= Sochigel =

Stepmother of Chinggis Khan

Sochigel (Modern Mongolian: Сочигэл, Russian: Сочихэл, Chinese (Simplifed): 速赤格勒) was either a junior wife or concubine of Yesügei, the chief of the Khamag Mongol confederation and father of Genghis Khan. Sochigel's children were Ghengis Khan's half-siblings, and included Behter and Belgutei; the latter became one of Genghis Khan's advisors.

==Biography==
Little is known about Sochigel's early life until she either married or became a concubine of Yesügei. According to anthropologist Jack Weatherford, Sochigel was already established in Yesügei's household prior to the arrival of Hö'elün, whom he had abducted from her fiancé. However, Hö'elün was quickly made his chief wife, which meant that her children, rather than Sochigel's would become his heirs. Hö'elün's children included Temujin - the future Genghis Khan, Qasar, Khachiun and daughter Temülün.

In 1171 Yesügei died and his followers abandoned Sochigel, Hö'elün and their children, driving them out of their homes and driving away all their cattle. For several years, the widows with their children lived in complete poverty, wandered the steppes, feeding on roots, game and fish. Under these conditions, the children did not get along with each other, which led to the murder of Behter by his half-brothers Genghis Khan and Qasar, after he and Belgutei stole a fish from them.

The impact of Yesügei's abduction of Hö'elün years before continued to affect the families. In circa 1184, three hundred Merkit soldiers attacked their camp and Sochigel, Temujin's fiancée Börte, and a maid, Khoakhchin, were captured as revenge. Temujin gathered a force together in order to rescue Börte in particular; when all the women were found, Sochigel refused to return with them, fleeing into the taiga. Her son Belgutei was angered by her action and punished the Merkit people by ordering the killing of all the warriors who undertook the raid and confiscated their wives and daughters, forcing them to become concubines or maids.
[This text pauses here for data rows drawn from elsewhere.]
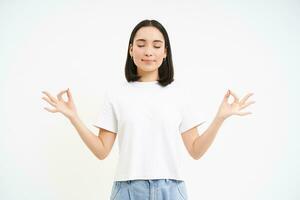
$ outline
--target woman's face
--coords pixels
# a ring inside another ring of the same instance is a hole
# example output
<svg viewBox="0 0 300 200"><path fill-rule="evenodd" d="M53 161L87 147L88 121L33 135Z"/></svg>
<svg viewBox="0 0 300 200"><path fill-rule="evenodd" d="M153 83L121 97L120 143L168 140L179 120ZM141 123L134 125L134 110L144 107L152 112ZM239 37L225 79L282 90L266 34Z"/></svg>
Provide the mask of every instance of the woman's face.
<svg viewBox="0 0 300 200"><path fill-rule="evenodd" d="M130 45L130 56L137 66L138 74L158 71L158 68L167 56L163 34L155 27L142 27Z"/></svg>

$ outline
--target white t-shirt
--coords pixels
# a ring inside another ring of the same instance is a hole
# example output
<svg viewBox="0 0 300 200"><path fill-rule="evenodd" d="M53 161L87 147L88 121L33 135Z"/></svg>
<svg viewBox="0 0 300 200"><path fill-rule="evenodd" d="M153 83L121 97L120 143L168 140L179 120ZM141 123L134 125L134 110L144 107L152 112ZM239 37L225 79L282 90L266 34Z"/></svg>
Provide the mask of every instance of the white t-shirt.
<svg viewBox="0 0 300 200"><path fill-rule="evenodd" d="M187 91L175 81L166 87L158 81L126 81L105 92L93 125L117 134L115 181L184 180L178 152L183 142L180 134L204 122Z"/></svg>

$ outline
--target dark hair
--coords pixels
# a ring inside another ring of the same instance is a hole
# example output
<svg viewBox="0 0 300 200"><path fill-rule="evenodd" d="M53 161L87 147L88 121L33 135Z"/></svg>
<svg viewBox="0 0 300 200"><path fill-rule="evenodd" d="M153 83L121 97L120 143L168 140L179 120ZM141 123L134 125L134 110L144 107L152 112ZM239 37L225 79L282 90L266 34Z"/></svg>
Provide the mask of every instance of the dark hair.
<svg viewBox="0 0 300 200"><path fill-rule="evenodd" d="M162 62L161 66L158 68L159 84L161 86L167 86L168 84L174 81L174 69L172 61L172 52L171 45L169 41L169 36L165 28L156 20L143 20L139 22L130 35L128 49L127 49L127 59L125 65L125 76L128 82L137 81L141 76L137 74L137 66L134 64L133 59L131 59L129 54L130 44L133 45L133 39L136 32L147 26L153 26L157 28L164 36L165 39L165 48L167 48L167 57L166 60Z"/></svg>

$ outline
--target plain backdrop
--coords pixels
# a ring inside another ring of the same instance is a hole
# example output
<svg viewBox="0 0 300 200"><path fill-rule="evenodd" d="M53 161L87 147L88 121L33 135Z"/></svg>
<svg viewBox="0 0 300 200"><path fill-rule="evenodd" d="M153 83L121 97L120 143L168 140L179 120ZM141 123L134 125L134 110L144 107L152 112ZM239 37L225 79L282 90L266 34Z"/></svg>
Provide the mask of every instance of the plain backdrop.
<svg viewBox="0 0 300 200"><path fill-rule="evenodd" d="M0 199L109 199L118 158L98 160L41 91L70 88L95 134L103 92L126 81L129 36L144 19L170 37L175 80L209 126L227 89L254 92L206 154L184 151L191 200L300 199L299 1L0 1ZM66 97L65 97L66 99Z"/></svg>

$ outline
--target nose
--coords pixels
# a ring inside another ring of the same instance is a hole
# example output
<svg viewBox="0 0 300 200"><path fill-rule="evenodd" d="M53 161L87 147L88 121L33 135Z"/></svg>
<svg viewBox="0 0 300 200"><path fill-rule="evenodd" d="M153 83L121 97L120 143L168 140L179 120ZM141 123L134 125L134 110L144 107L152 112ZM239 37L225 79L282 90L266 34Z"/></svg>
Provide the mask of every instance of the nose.
<svg viewBox="0 0 300 200"><path fill-rule="evenodd" d="M145 55L146 55L146 56L152 56L151 48L146 48L146 49L145 49Z"/></svg>

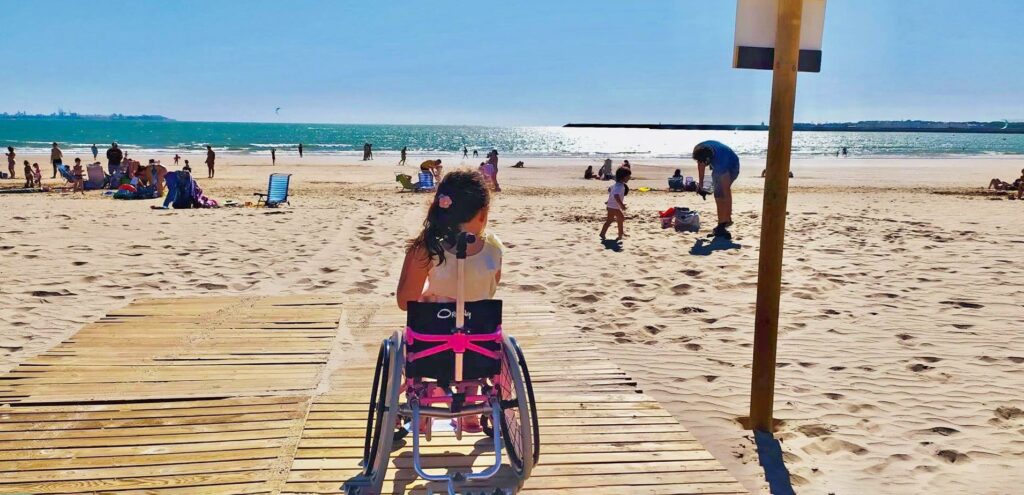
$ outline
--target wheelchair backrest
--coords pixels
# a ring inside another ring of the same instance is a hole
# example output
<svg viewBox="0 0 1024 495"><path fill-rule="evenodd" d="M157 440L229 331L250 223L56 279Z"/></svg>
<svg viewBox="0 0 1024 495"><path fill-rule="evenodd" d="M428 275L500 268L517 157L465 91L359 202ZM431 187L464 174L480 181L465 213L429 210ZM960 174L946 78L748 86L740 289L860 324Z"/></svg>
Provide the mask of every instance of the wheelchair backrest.
<svg viewBox="0 0 1024 495"><path fill-rule="evenodd" d="M501 301L466 303L466 336L456 336L455 303L410 302L406 316L406 364L409 378L455 379L455 349L463 349L464 380L501 372Z"/></svg>

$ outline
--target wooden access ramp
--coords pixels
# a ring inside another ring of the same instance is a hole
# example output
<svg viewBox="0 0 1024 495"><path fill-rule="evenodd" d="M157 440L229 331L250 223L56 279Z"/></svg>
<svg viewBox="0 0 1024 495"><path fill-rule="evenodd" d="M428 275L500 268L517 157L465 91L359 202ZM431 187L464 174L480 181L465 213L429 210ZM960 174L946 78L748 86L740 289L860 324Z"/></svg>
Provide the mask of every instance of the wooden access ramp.
<svg viewBox="0 0 1024 495"><path fill-rule="evenodd" d="M0 494L340 493L359 471L376 348L404 324L391 306L287 296L116 311L0 376ZM523 493L746 493L549 305L506 301L504 320L540 413ZM471 438L423 445L428 468L493 459ZM392 459L385 489L424 493L408 447Z"/></svg>

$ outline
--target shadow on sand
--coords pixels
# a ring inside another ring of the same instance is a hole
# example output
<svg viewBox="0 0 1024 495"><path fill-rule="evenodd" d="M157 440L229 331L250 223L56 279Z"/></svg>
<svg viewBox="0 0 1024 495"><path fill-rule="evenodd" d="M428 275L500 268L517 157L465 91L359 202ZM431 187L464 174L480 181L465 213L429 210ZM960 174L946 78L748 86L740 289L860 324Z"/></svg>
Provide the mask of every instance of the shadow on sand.
<svg viewBox="0 0 1024 495"><path fill-rule="evenodd" d="M690 248L690 254L696 256L708 256L715 251L727 251L730 249L739 249L741 247L743 246L724 237L714 237L711 239L711 242L708 242L706 239L697 239L697 242L693 243L693 247Z"/></svg>
<svg viewBox="0 0 1024 495"><path fill-rule="evenodd" d="M782 461L782 446L775 436L766 431L754 431L757 458L764 468L764 478L773 495L795 495L789 482L789 470Z"/></svg>
<svg viewBox="0 0 1024 495"><path fill-rule="evenodd" d="M604 239L604 240L601 241L601 244L604 245L605 249L611 249L612 251L615 251L616 253L622 251L622 241L616 241L616 240L613 240L613 239Z"/></svg>

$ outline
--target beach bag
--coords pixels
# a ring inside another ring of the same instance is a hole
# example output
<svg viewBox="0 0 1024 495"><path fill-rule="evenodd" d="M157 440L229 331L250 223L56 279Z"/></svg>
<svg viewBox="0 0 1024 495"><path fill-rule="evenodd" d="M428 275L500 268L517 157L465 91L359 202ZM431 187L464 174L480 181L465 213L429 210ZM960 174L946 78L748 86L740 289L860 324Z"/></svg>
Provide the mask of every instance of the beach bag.
<svg viewBox="0 0 1024 495"><path fill-rule="evenodd" d="M676 208L673 226L676 232L699 232L700 215L689 208Z"/></svg>

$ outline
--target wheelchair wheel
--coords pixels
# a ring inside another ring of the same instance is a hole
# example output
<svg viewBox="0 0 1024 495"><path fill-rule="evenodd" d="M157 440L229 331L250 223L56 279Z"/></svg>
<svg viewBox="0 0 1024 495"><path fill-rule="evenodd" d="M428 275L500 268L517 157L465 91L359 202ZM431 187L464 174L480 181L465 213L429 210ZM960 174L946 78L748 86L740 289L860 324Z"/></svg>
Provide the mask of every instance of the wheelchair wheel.
<svg viewBox="0 0 1024 495"><path fill-rule="evenodd" d="M404 365L402 335L395 332L391 338L381 343L377 354L377 367L366 417L363 476L371 481L372 488L368 493L380 493L391 460Z"/></svg>
<svg viewBox="0 0 1024 495"><path fill-rule="evenodd" d="M526 479L539 454L534 442L540 439L540 428L533 385L527 378L526 360L515 339L506 336L502 350L504 356L498 384L502 409L501 437L516 474L520 479Z"/></svg>

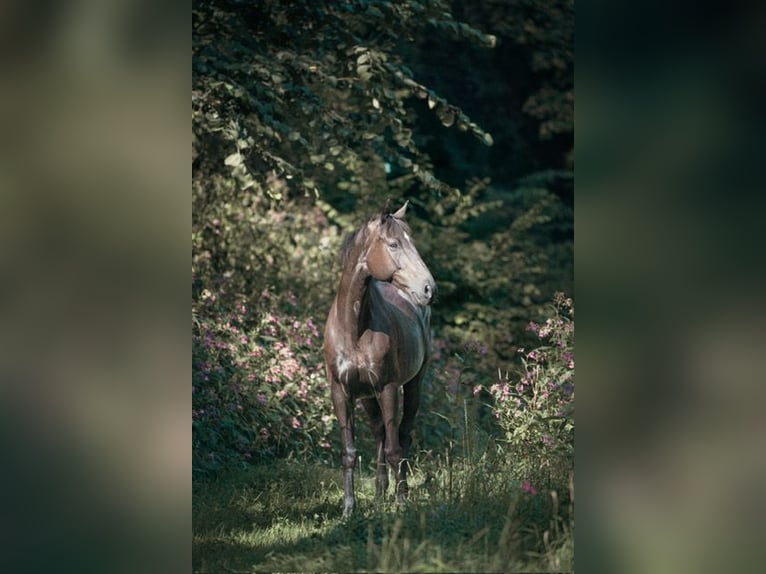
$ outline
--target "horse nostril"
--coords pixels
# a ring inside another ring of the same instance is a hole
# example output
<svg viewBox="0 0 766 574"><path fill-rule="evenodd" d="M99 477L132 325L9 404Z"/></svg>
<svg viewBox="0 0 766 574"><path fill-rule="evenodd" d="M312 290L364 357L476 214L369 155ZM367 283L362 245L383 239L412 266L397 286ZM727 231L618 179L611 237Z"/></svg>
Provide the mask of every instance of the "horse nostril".
<svg viewBox="0 0 766 574"><path fill-rule="evenodd" d="M431 286L428 283L426 283L426 287L424 289L424 292L425 292L426 298L430 299L431 298Z"/></svg>

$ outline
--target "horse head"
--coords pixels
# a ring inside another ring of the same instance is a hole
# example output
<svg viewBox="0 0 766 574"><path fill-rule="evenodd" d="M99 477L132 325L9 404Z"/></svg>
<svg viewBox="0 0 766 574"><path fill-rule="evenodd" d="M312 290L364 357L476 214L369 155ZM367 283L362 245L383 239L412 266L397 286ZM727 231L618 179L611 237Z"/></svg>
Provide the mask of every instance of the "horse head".
<svg viewBox="0 0 766 574"><path fill-rule="evenodd" d="M435 295L436 283L410 237L406 210L407 203L395 213L384 212L367 222L366 264L375 279L392 283L425 307Z"/></svg>

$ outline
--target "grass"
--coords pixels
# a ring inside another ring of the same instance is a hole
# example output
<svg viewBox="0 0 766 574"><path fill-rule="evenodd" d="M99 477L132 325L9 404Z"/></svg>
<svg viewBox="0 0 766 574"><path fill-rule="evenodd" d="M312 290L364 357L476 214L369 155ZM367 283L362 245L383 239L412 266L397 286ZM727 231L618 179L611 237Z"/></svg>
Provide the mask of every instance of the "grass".
<svg viewBox="0 0 766 574"><path fill-rule="evenodd" d="M344 521L339 466L280 460L231 473L195 484L193 571L572 571L570 504L510 476L497 461L424 454L400 509L375 499L362 469Z"/></svg>

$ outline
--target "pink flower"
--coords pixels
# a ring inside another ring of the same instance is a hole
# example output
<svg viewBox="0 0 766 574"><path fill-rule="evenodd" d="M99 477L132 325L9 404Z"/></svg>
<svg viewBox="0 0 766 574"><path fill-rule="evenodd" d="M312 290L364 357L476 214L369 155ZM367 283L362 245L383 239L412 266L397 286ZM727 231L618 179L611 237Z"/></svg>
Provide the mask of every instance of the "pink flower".
<svg viewBox="0 0 766 574"><path fill-rule="evenodd" d="M532 496L535 496L537 494L537 489L528 480L525 480L524 483L521 485L521 490L528 494L531 494Z"/></svg>
<svg viewBox="0 0 766 574"><path fill-rule="evenodd" d="M294 429L301 428L301 421L298 420L298 417L293 417L293 428Z"/></svg>

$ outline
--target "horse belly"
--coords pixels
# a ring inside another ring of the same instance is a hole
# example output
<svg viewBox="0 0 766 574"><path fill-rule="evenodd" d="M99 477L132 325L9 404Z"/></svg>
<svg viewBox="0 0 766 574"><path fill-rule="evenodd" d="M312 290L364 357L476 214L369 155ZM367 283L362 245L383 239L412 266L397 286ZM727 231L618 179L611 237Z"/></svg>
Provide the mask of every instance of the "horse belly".
<svg viewBox="0 0 766 574"><path fill-rule="evenodd" d="M367 330L359 339L359 378L377 392L389 383L403 385L418 374L426 360L421 337L400 337L393 344L386 333Z"/></svg>

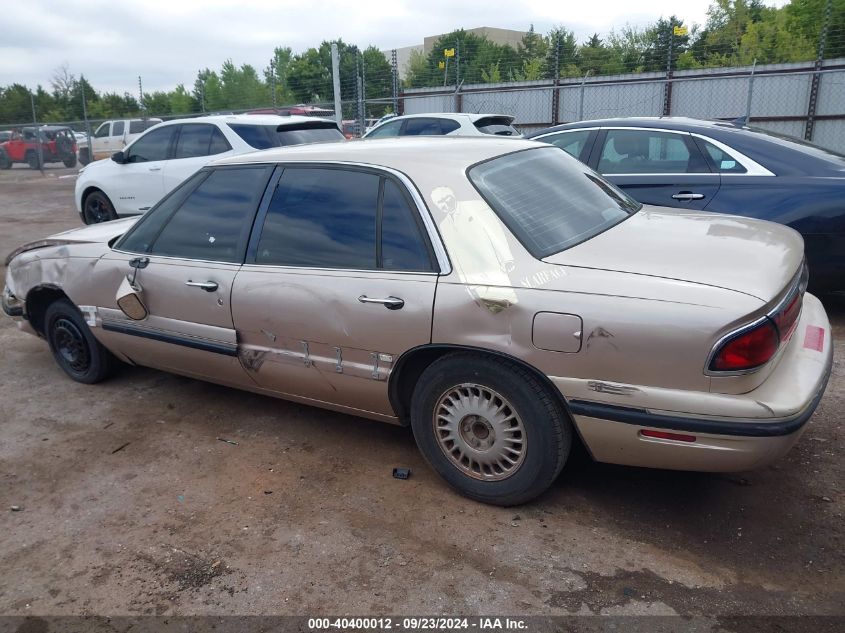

Unlike Hö'elün, Sochigel's name is not mentioned in The Secret History of the Mongols. Unorthodox ethnologist Lev Gumilyov believed that Sochigel did not return with Temujin because she had betrayed him and the rest of the family. Gumilyov believed that Sochigel had assisted the Merkits and enabled them to find the camp, as well as preferred her new Merkit husband.